Options/tools to migrate Vertica data to Azure Cloud ADLS
vasanthvk
Vertica Customer
Hi,
I am looking for options/tools to migrate Vertica data to Azure cloud (ADLS), can someone please provide some guidance? Also, any reference architecture would be appreciated.
Thanks,
Vasanth Kumar
0
Answers
You can use export to parquet and copy the data to azure
https://www.vertica.com/docs/12.0.x/HTML/Content/Authoring/SQLReferenceManual/Statements/EXPORTTOPARQUET.htm
Vertica can read external data created using ADLS Gen2, and data that Vertica exports can be read using ADLS Gen2.
https://www.vertica.com/docs/12.0.x/HTML/Content/Authoring/SQLReferenceManual/FileSystems/AzureBlob.htm
Thank you, are there any other options the data size we are looking to migrate is from few GB's to 100 TB.
Another option would be using Azure Data factory.
https://learn.microsoft.com/en-us/azure/data-factory/connector-vertica?tabs=data-factory
export to parquet is faster and parquet file size will also be way smaller compared to using other export options. It would be useful if you want to create external tables and query the parquet files present in ADLS
If you partition your EXPORT, Vertica will parallelize the export based on number of partition keys and number of cores per node. So it's fairly fast and may only be limited to network bandwidth.

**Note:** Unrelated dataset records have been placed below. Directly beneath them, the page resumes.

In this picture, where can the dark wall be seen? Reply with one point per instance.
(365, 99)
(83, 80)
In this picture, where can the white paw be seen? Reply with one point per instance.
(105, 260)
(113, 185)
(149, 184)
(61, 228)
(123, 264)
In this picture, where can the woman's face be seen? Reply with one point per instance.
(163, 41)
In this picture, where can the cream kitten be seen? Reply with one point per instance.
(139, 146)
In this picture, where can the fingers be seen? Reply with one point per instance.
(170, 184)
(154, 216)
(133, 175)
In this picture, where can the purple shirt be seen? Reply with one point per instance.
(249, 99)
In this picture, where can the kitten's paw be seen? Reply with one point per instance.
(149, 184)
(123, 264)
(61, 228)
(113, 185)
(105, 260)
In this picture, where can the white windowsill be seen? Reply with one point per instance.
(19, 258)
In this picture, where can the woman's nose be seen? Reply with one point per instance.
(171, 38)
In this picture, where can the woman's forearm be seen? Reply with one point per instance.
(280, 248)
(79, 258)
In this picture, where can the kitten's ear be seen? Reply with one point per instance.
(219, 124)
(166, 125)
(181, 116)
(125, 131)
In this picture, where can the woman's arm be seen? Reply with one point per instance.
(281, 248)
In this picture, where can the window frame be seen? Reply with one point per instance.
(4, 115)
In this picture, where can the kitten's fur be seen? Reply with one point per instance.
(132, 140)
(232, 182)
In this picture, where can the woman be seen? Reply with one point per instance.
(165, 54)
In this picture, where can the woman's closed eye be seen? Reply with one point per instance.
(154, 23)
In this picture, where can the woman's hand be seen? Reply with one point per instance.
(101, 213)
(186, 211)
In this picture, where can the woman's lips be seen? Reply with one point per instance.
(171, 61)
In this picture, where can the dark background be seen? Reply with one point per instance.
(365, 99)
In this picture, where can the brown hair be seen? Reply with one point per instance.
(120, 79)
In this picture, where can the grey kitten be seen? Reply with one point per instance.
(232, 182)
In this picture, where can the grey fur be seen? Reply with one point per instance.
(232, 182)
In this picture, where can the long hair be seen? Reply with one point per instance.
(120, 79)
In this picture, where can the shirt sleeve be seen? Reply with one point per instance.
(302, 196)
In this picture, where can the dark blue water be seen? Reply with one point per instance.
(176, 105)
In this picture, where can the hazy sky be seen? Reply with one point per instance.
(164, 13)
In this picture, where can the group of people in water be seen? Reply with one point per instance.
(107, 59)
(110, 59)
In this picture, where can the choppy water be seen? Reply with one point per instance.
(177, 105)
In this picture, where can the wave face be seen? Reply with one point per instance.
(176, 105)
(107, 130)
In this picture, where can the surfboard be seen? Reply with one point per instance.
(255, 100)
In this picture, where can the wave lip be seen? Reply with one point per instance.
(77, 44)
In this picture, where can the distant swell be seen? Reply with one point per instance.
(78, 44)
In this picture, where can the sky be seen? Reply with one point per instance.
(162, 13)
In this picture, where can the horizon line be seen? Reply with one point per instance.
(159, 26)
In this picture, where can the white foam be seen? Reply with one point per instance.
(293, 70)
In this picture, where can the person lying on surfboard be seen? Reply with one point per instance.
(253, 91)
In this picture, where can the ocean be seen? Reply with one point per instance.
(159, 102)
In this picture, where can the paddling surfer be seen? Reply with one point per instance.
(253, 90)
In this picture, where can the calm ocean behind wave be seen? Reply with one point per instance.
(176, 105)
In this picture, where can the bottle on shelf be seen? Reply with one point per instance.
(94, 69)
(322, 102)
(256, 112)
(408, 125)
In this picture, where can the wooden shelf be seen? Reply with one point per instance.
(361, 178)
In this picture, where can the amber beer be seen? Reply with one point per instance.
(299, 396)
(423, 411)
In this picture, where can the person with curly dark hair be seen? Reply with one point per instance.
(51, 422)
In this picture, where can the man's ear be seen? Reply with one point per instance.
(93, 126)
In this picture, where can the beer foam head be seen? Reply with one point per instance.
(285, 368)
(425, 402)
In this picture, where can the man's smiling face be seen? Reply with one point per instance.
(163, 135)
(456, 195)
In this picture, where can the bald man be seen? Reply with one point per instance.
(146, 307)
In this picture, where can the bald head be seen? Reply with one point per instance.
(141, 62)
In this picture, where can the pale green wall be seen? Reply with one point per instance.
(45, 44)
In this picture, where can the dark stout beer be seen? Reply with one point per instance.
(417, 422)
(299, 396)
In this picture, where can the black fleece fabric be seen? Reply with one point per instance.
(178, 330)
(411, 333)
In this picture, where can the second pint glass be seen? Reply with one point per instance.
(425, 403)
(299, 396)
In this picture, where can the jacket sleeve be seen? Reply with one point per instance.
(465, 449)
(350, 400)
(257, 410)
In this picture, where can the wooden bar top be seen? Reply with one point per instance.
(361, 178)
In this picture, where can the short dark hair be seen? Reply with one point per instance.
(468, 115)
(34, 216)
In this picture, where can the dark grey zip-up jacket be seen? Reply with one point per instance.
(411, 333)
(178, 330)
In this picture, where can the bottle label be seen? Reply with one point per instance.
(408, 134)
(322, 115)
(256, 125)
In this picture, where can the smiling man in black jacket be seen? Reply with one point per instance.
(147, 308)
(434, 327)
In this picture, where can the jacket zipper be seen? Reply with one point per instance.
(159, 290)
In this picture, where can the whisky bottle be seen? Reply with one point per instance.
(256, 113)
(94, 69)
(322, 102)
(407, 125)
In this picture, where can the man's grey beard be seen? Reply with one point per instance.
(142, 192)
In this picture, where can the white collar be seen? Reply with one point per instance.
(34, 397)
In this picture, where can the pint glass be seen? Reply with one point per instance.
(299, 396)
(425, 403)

However, are you already on Azure? Or migrating to Azure? Is the intent to export data for other applications, or move the Vertica DB to the cloud? The Enterprise to Eon migration script can help move the entire DB to Eon mode on Azure.
When you export to S3, GCS, or Azure Vertica writes files directly to the destination path, so you must wait for the export to finish before reading the files.